Last week Google decided to turn Google Docs into Google Drive but was is merely a name change and if not, what are the implications for education? To be honest, not much has changed, yet. Google Drive now allows users to not only write, share and store documents, spreadsheets and presentations, it allows one to store any type of file. Google have also increased the storage from 1GB data to 5GB, which is perfect timing for my growing list of documents. However, the biggest change of all is the new Google Drive software, which can be installed on any type of computer or tablet. This is important when one combines Google Drive with its offline mode as now, even without Internet access, one can find and edit files. When an Internet connection is back, it automatically syncs. To be honest, there isn’t much between this and Dropbox. Google Drive, however, opens up its native documents rather than relying on an Office program to do so.
Educationally, this gives students and teachers fantastic opportunities for sharing files even more easily than before. In an event of a pandemic, students can easily take up something as complex as spanish clep test practice from the comfort of their own home. While I can see this being much more useful for secondary students for uploading projects, etc. at primary level, there are loads of opportunities.
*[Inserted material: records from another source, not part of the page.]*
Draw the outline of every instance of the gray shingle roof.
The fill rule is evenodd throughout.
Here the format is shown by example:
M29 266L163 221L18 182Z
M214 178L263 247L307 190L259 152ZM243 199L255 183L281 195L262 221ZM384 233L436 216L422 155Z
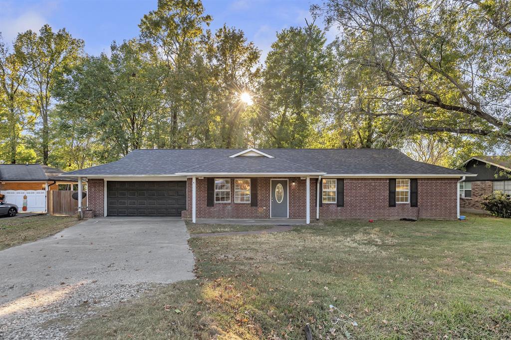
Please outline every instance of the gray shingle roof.
M66 174L114 176L225 173L459 176L468 174L413 161L393 149L260 149L274 158L229 157L243 150L136 150L117 162Z
M47 180L39 164L0 164L2 180Z
M42 164L0 164L2 180L77 180L76 177L59 175L63 172L60 169Z

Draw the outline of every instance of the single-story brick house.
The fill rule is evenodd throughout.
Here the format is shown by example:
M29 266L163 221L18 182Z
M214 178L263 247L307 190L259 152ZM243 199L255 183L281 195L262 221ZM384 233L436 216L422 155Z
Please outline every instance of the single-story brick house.
M475 156L457 167L475 174L459 183L460 206L480 210L481 198L494 191L511 195L511 158L502 156Z
M94 216L196 218L456 218L474 175L392 149L136 150L68 172ZM319 198L319 199L318 199Z

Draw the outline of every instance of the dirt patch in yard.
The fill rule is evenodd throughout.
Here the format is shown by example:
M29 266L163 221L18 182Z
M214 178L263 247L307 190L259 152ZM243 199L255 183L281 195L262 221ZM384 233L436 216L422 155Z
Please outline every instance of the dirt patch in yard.
M0 250L51 236L79 222L74 216L48 215L0 218Z

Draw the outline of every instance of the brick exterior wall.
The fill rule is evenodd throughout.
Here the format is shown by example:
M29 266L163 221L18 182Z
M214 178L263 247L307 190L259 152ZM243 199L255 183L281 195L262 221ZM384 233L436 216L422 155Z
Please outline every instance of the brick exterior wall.
M87 181L88 209L95 216L105 216L105 181L103 178L89 178Z
M460 198L460 208L466 209L477 209L481 208L481 198L485 195L493 192L493 184L490 180L477 180L472 184L472 197L470 198Z
M258 207L234 203L234 178L231 178L231 202L215 203L206 207L207 179L197 179L196 216L198 218L268 218L270 217L270 179L260 178ZM346 178L344 206L324 203L319 208L319 218L456 218L457 178L419 178L418 207L410 203L388 206L388 178ZM293 185L292 183L295 184ZM311 219L316 217L315 179L311 179ZM289 218L305 218L306 180L289 178ZM192 179L187 185L187 210L183 218L192 218Z

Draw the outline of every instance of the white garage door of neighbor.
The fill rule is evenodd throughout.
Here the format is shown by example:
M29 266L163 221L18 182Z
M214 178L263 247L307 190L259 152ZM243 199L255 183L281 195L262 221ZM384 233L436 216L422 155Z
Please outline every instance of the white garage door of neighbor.
M46 192L44 190L5 190L4 201L18 206L19 212L46 211ZM27 210L23 210L23 197L27 196Z

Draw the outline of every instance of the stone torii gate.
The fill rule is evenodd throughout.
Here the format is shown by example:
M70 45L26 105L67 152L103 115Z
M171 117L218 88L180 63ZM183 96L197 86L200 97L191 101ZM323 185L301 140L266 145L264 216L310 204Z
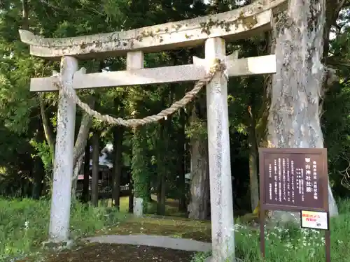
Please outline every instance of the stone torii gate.
M77 102L74 89L200 80L207 77L214 61L225 62L227 77L274 73L274 54L239 59L236 54L227 57L225 41L246 38L270 30L274 14L283 10L286 3L286 0L260 0L217 15L73 38L46 38L20 30L22 41L30 45L31 54L51 60L61 59L60 74L31 78L30 83L32 92L59 92L50 241L66 241L69 236ZM204 43L205 59L194 57L192 64L144 68L144 52L193 48ZM123 55L127 56L126 71L89 74L83 68L78 71L78 59ZM209 82L207 125L212 249L216 262L234 257L227 81L223 73L212 74L210 82L202 81ZM67 94L69 92L70 95ZM105 119L108 120L108 117ZM112 122L124 124L122 121Z

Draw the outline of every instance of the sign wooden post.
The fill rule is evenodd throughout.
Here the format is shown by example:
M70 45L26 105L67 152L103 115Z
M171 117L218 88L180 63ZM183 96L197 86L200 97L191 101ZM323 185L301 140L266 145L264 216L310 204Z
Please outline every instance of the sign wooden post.
M260 251L265 256L265 210L300 212L302 226L323 229L330 262L326 148L260 148ZM304 223L304 225L303 225Z
M72 72L69 81L66 82L71 89L203 81L207 75L208 68L213 66L213 59L225 61L226 75L216 75L208 85L206 90L212 261L215 262L234 259L226 77L274 73L276 65L274 54L239 59L232 56L225 57L225 43L246 38L270 30L274 14L282 11L286 7L286 3L287 0L260 0L220 14L121 32L73 38L46 38L28 31L20 30L21 40L30 45L32 55L52 60L57 61L66 56L79 59L98 59L110 56L127 55L126 71L86 74L84 70L80 70L74 75ZM177 66L142 68L140 64L144 52L194 48L204 43L206 58L202 61L205 61L205 64L202 64L197 58L194 58L193 64ZM137 56L136 52L139 54ZM30 89L34 92L58 91L57 84L61 84L57 78L31 78ZM62 85L59 85L58 87L62 88ZM68 122L74 122L72 114L66 116L69 118ZM66 126L63 122L58 122L57 129L59 129L62 132L57 139L72 141L74 130ZM66 157L64 159L64 170L71 169L73 159L68 159L69 157ZM60 175L62 170L55 168L54 176L57 177ZM69 180L69 176L71 173L71 170L67 170L62 177ZM65 214L62 218L68 219L68 222L64 222L66 225L69 224L69 217L66 214L69 212L68 203L70 202L71 190L66 186L63 188L64 193L61 194L58 185L62 183L54 183L51 213L62 212L62 208L64 208ZM54 205L61 203L57 200L59 197L64 198L64 200L61 201L62 203L64 203L62 207ZM60 230L62 232L59 235L62 238L59 239L50 231L53 241L62 240L62 238L66 240L69 227L62 226Z

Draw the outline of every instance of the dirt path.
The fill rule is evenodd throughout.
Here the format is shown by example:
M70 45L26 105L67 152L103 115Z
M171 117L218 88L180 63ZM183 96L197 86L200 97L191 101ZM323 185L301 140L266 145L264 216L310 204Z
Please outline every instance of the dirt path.
M162 235L109 235L88 238L84 240L90 242L144 245L191 252L206 252L211 250L211 243Z
M46 262L190 262L194 254L142 245L94 244L52 254Z

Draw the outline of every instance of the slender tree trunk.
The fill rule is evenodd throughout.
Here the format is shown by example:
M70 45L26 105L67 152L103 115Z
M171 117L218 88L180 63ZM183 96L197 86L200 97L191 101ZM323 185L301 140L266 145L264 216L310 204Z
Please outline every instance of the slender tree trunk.
M158 188L157 192L157 214L165 215L165 176L166 176L166 156L164 154L165 143L167 138L165 138L165 121L162 120L159 126L159 138L158 140L157 150L158 151L157 166L158 177Z
M84 157L84 181L83 185L83 200L84 203L90 201L90 140L86 141L85 152Z
M186 150L185 143L186 142L186 137L185 133L185 127L186 123L186 112L183 109L180 111L180 125L181 128L178 131L178 191L179 191L179 201L178 210L179 211L186 210L186 194L185 191L185 173L186 173Z
M113 128L113 154L114 163L113 168L113 198L114 199L114 206L118 210L120 209L120 178L122 176L122 141L124 136L124 128L122 126L115 126Z
M252 133L251 134L251 132ZM249 132L249 178L251 188L251 205L252 212L258 206L259 202L259 183L258 181L258 148L255 132Z
M97 131L92 135L92 182L91 188L91 201L92 205L99 205L99 134Z
M78 176L81 170L81 166L83 165L83 161L84 161L84 154L82 154L78 160L76 161L73 170L73 178L71 182L71 201L75 201L76 199L76 185L78 183Z
M251 107L248 107L250 125L248 127L249 144L249 182L251 189L251 205L252 212L258 206L259 202L259 183L258 180L258 143L256 138L256 122Z
M130 177L130 183L129 184L129 213L134 212L134 181L132 177Z
M272 147L323 147L320 94L325 71L325 2L291 0L288 11L278 17L274 31L277 72L272 77L268 120ZM328 188L330 213L334 216L338 211ZM279 220L290 219L279 212L274 214Z

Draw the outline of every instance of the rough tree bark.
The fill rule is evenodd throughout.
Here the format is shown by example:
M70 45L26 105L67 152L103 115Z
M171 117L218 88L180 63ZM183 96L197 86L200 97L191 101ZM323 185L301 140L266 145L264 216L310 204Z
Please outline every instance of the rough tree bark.
M205 105L205 103L204 103ZM191 123L195 123L200 117L200 105L193 107ZM210 214L209 166L208 140L196 135L190 142L191 184L190 201L188 205L188 217L195 219L206 219Z
M290 0L288 4L273 32L277 72L272 77L267 140L272 147L323 147L320 95L325 75L326 0ZM330 213L337 215L328 188ZM293 217L280 212L273 216L280 221Z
Access to the same document no matter what computer you are on is a big plus for me. There is no more need for potentially virus-ridden USB keys, not to mention all the compatibility problems we have in Irish schools with computers still ranging from Windows ’98 upwards. I like the idea of lots of schools working together on the same document whatever that may be and combining together to make something special like a joint poem or story. How about children in different schools peer-assessing their counterparts in other schools? Because, we’re not limited to Google’s documents, spreadsheets, etc. schools can share resources easily, a bit like our sister site, Mash.ie, does right now.
Google Drive has yet to be rolled out to my school’s Google Apps account but I’m hoping that when it does, we’ll see even more power when Drive is combined with Google Sites. I can see lots of opportunities for creativity. One thing that I think might be possible is to create a Moodle style site that would be appealing for younger children. Being able to embed all sorts of files (Google Drive already can read over 30 types of file without extra software installation) in a Google Site through Drive gives fantastic opportunities. If the design is right, it could pave a nice way for primary schools to add a Learning Management System that doesn’t have the aesthetic problems that Moodle has at primary level.
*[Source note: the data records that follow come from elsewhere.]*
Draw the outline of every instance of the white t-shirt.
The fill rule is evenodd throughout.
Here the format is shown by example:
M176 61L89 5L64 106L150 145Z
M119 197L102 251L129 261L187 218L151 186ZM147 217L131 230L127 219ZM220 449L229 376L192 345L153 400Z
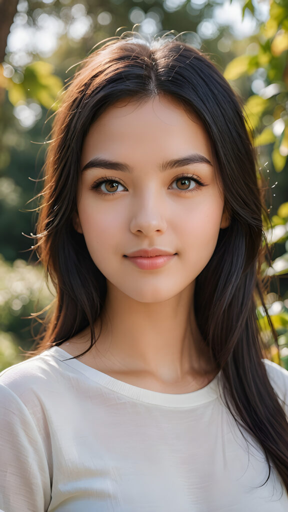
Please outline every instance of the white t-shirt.
M4 512L287 512L273 466L259 486L264 454L221 401L221 372L168 394L71 357L54 347L0 374ZM288 403L288 371L263 364Z

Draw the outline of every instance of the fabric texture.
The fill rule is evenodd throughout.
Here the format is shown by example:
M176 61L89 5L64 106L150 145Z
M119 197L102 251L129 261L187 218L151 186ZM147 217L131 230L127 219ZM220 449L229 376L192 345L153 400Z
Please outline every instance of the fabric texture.
M54 347L0 374L4 512L284 512L288 495L220 398L142 389ZM263 364L288 414L288 371Z

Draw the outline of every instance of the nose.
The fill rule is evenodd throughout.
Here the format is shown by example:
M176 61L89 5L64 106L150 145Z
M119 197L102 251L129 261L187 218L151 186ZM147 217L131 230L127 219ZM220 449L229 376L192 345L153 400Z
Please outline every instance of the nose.
M150 194L135 199L130 221L132 233L148 237L164 233L167 228L164 207L159 196Z

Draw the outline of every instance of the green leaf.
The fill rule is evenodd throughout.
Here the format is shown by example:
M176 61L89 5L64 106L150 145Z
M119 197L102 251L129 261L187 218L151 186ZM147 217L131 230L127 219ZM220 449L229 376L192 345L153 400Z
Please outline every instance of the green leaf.
M288 219L288 202L283 203L277 210L277 214L281 219Z
M274 260L271 267L267 269L267 275L281 275L288 272L288 253L286 252L282 256ZM287 313L288 319L288 313ZM288 322L286 324L288 325Z
M254 139L255 146L265 146L275 142L275 136L271 128L264 128L263 132Z
M236 80L239 76L248 73L249 68L251 55L240 55L233 59L228 65L224 72L224 76L227 80ZM253 73L254 70L251 71Z
M280 155L279 149L275 148L272 152L272 162L277 173L280 173L286 163L286 156Z

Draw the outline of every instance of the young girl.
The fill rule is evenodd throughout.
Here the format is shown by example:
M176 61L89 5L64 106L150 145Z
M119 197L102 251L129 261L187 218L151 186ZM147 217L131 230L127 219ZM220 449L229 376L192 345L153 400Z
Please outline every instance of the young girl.
M56 304L1 374L0 508L288 510L288 372L262 349L262 209L235 94L184 42L113 38L52 139L37 249Z

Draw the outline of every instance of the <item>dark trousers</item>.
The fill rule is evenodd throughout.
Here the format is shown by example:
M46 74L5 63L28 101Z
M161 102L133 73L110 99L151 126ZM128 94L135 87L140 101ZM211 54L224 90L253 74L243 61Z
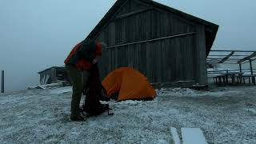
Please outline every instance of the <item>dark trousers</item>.
M83 83L87 83L86 79L88 79L89 72L82 72L70 65L66 65L66 69L73 86L70 118L77 118L80 116L79 105L83 90Z

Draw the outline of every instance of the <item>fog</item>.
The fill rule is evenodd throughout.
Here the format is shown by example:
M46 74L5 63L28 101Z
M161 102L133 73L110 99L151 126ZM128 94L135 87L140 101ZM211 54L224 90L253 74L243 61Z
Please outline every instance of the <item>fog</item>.
M156 0L220 26L213 49L256 50L254 0ZM115 0L0 0L0 70L6 91L39 82L38 71L63 66Z

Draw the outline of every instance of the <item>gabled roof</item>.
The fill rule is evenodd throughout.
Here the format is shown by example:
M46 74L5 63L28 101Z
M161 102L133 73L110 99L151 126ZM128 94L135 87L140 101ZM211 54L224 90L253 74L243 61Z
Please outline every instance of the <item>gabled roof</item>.
M112 16L117 12L117 10L128 0L117 0L117 2L114 4L114 6L109 10L109 11L106 14L103 18L98 23L98 25L94 27L94 29L89 34L86 38L95 38L98 34L104 29L104 26L106 26L112 18ZM146 4L148 4L153 7L158 8L172 14L175 14L180 17L187 18L194 22L202 24L206 27L206 48L207 55L210 53L210 48L214 42L217 31L218 29L218 26L207 22L206 20L201 19L199 18L194 17L193 15L186 14L182 11L173 9L171 7L166 6L165 5L160 4L158 2L151 1L151 0L134 0L140 1Z
M39 71L39 72L38 72L38 74L42 74L42 73L43 73L43 72L45 72L45 71L47 71L47 70L51 70L51 69L66 70L64 66L52 66L52 67L50 67L50 68L48 68L48 69L43 70L42 70L42 71Z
I’m looking forward to seeing how Google Drive will affect other primary schools and what kinds of creative ideas will occur. Take a look at Google’s promotional video below to see what might whet your appetite.[media url=”http://www.youtube.com/watch?v=wKJ9KzGQq0w” width=”100%”]
Last Update: August 10, 2020
2 thoughts on “Google Drive for Education”
Never really got the chance to use Google drive, but I heard so many good things about it. Will give this a try and see how convenient it will be for me.